Animal Shelter

David Coffey, supervisor of the Laurel County Animal Shelter, holds onto a blue heiler, who is up for adoption.

The Laurel County Animal Shelter’s yearly activity report through Friday shows a low number of pet adoptions — 6 percent for dogs and 3 percent for cats.

A total of 4,827 animals, strays and voluntary surrenders were taken into the shelter, 3,407 dogs and 1,420 cats. Only 224 dogs and 52 cats were adopted out. The rest were euthanized, many of which were too wild to be safely adopted out.

The adoption rate has been down since the price was increased in July 2006 to cover a veterinarian’s spay and neutering fee, Supervisor David Coffey said. The price used to be $25 for dogs and $10 for cats and now it is $100 for dogs and $65 for cats.

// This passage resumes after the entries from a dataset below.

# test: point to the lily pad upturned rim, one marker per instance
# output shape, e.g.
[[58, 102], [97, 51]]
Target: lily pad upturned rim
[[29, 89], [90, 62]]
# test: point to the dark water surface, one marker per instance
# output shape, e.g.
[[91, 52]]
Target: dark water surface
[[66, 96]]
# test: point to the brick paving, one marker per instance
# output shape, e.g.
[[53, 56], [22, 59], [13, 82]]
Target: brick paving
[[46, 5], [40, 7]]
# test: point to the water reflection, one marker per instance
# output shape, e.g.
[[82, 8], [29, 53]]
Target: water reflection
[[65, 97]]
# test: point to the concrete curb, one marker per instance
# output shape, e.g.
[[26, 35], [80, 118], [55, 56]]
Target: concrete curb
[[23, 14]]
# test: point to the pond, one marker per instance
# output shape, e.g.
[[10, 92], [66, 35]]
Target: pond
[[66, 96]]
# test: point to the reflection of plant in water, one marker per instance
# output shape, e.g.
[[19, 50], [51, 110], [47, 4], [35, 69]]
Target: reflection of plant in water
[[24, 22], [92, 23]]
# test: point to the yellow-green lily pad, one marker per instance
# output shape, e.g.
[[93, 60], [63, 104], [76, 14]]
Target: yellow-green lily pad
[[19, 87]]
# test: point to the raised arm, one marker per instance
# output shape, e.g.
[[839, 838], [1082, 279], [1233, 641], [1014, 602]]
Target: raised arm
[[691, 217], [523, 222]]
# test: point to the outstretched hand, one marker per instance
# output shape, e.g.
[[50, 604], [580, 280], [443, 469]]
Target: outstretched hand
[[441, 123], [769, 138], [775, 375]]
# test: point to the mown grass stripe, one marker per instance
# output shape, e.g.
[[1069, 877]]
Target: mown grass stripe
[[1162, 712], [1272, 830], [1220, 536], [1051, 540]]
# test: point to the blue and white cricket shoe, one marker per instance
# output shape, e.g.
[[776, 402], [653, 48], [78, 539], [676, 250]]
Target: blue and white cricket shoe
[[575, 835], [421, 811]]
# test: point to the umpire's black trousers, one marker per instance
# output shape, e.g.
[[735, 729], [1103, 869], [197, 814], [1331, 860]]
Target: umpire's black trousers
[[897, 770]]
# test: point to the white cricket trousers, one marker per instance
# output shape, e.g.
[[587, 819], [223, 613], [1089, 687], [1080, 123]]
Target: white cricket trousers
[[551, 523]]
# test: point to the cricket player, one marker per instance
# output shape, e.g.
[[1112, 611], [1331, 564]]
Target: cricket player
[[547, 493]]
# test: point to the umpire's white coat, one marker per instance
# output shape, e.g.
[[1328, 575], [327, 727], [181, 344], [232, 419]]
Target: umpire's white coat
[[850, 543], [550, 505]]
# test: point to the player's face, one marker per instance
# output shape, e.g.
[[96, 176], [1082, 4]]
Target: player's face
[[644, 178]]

The shelter does not benefit financially from the increased fees because the money all goes to the veterinarians who perform the surgeries.

“Our adoptions have been down because our prices have been higher, but we had the spay and neuter come with the cats and dogs,” Coffey said.

However, Coffey thinks the shelter is getting more quality adoptions.

“Instead of just coming in and packing off dogs, it makes you think a little bit more before you actually come in here,” he said. “You put a little more thought into it before you lay a $100 down. I think this is a better way because at least we know that they are all getting spayed and neutered. When we do adopt out a dog, we don’t have to worry about it reproducing, making more animals for the shelter. I’m hoping in a couple or three years we can start seeing some results.”

The year before the spay and neuter program started, 700 dogs were adopted out that were not neutered.

“We were the biggest contributor to the problem,” Coffey recalled. “I guess about a third might have been fixed that left here before by people who really cared about them. Now we know they’ll be fixed. I know I feel better about it even if adoptions have been down. I feel better about it as far as the big picture.”

For the last two years the shelter has received a grant to pay for a spay and neuter program for low income people who want to adopt a pet.

“A couple of weeks ago, I applied for the grant again,” Coffey said. “I’ve gotten one for the past two years. The first year I got $5,000 and last year I only got $2,500 because there were more shelters applying for the grant. I don’t know what my allotment will be for next year.”

Coffey has been with the shelter for eight years and has been supervisor since March 2007.